Constitutional Validity of transfer pricing provisions
Where the AO issued reopening notices to the assessee, a foreign company, on the ground that income had escaped assessment because as per the transfer pricing provisions the profit charged by the assessee on services rendered to its associated enterprises was abnormally low and the same was challenged by the assessee on various issues, HELD, dismissing the Petition that:
(1) There is no lack of Legislative competence in enacting the transfer pricing provisions and making them applicable to foreign companies. The provisions seek to remedy the mischief of multinational companies of allocating profits in intra group transactions to outside jurisdiction resulting in tax evasion;
(2) The transfer pricing provisions are applicable to a well defined class which meets the test of intelligible differentia. It also meets the test of rational relationship to the object i.e. to determine the real income.
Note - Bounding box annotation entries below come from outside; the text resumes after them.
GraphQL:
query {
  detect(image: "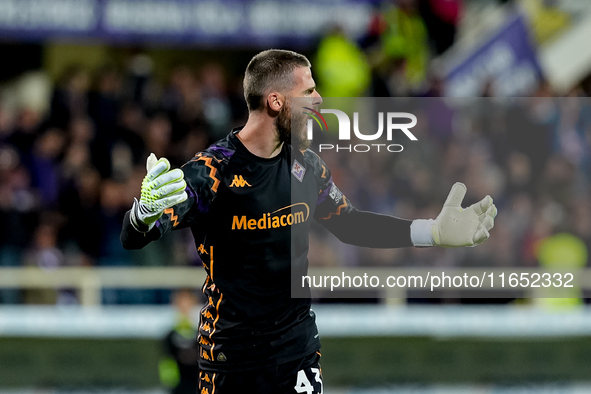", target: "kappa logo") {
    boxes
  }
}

[230,175,251,187]
[291,160,306,182]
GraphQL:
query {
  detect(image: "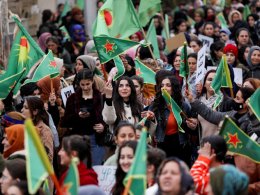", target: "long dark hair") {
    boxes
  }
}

[153,76,182,118]
[25,96,49,126]
[111,141,137,195]
[62,135,92,169]
[113,76,143,120]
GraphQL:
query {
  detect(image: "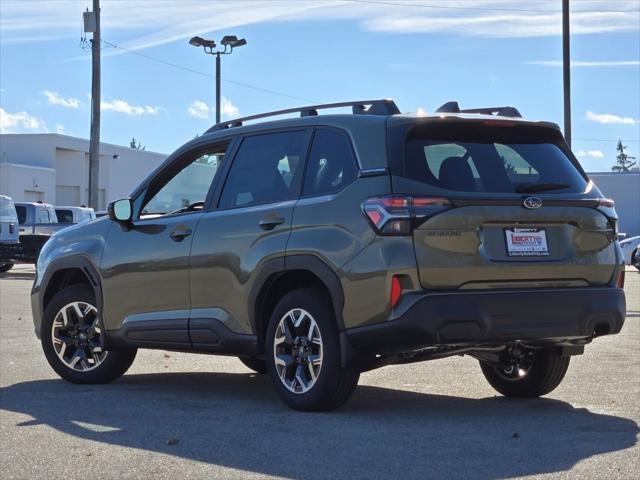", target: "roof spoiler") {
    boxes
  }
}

[436,101,522,118]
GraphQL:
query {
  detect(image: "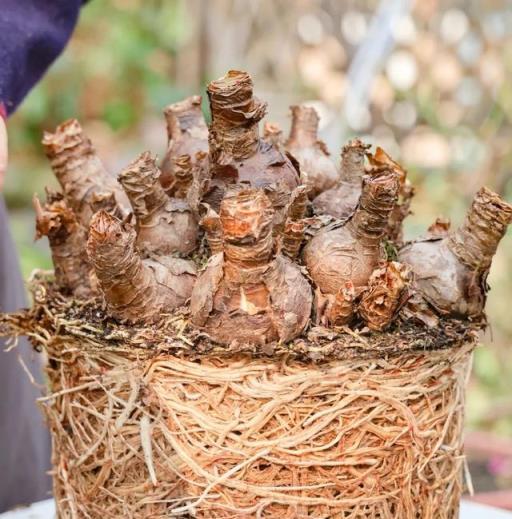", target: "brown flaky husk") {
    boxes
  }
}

[160,96,208,198]
[199,206,224,256]
[425,216,451,238]
[285,105,339,199]
[203,70,299,225]
[43,119,130,227]
[304,169,399,322]
[87,211,196,322]
[367,147,414,245]
[399,187,512,319]
[190,189,312,346]
[119,152,198,255]
[358,261,411,331]
[0,282,477,519]
[263,121,284,149]
[313,139,370,220]
[33,195,93,298]
[278,186,309,259]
There is no ambiguity or absurd consequence of application of Chapter X to persons who are subject to jurisdiction of taxing authorities in India;
(3) There is no requirement to establish transfer of profits outside India or evasion of tax before applying the transfer pricing provisions;
(4) The fact that under the FERA – RBI approval the assessee cannot charge more than particular price cannot control the arms’ length price;
(5) There is no requirement to give a hearing at the stage of making reference under Section 92 CA of the Act because the decision to make a reference does not visit the assessee with any civil consequence;
(6) The fact that in the recorded reasons, the AO referred to the inapplicable provisions of s. 92 as it stood prior to amendment w.e.f. 1.4.2002 and the order of the TPO passed in respect of a subsequent assessment year is not a bar for reassessment.